I've seen this long ago with password generators, and it's for the same reason: it's much easier to remember something that looks like a word. The one I remember from LambdaMOO also took care to avoid some of the obvious combinations that looked obscene, though it's impossible to get all of them. Imagine one of your users saying "process sukapenis is hung"? (huh huh..huh)
Instead of keeping a list of generated names I would append a unique number to the end of the generated word. Even a thread safe accumulator would guarentee uniqueness across the life time of the process.

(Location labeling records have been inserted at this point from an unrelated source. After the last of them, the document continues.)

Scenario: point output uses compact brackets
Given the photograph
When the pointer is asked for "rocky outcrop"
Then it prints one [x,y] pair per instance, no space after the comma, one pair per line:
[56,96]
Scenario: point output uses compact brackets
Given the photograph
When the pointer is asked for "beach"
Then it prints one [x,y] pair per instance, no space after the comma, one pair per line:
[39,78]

You can also precompute a list of character combinations:
alternating = [consonants, wovels]
And then use map:
"".join(map(choice, alternating))
Of course, with this method you can also build several variants of acceptable consonant-wovel combinations, such as vccvcvcc (abbarocks) or allow capital letters (at least for the first letter) and so on.
You can also add these in a list and then pick one randomly from those.
I would not use a list for storing the used IDs however. If the list is large and the search fails, that's a LIMIT * len(list) operations. A set would be more applicable. Or perhaps even a binary search tree =)
The unique version returns a non-unique id after LIMIT attempts; shouldn't it do something else? Returning a non-unique id may cause huge problems later.
Perhaps a better way would be to use the numbers from a PRNG and map those onto pronouncable words, discarding unpronouncable ones. That way, you know the period of the PRNG is large, that you're discarding only 66% of them, and you only have to remember the current seed to resume where you left off, not a list of all previously returned ones.
Cheers, Ralph.
Very nice even if one of my first generated values was diketude! Try explaining that one to the QA staff ;-)
You might want to check out Yould. Maybe a bit too overkill for given purposes, but I'm using it as a great way to automatically create strong easily memorizable passwords. Had to extend it with arbitrary length markov chains to support my own language - we routinely have three consonants in a row and the default chain length generated a lot of unpronouncable words with four or more consonants in a row.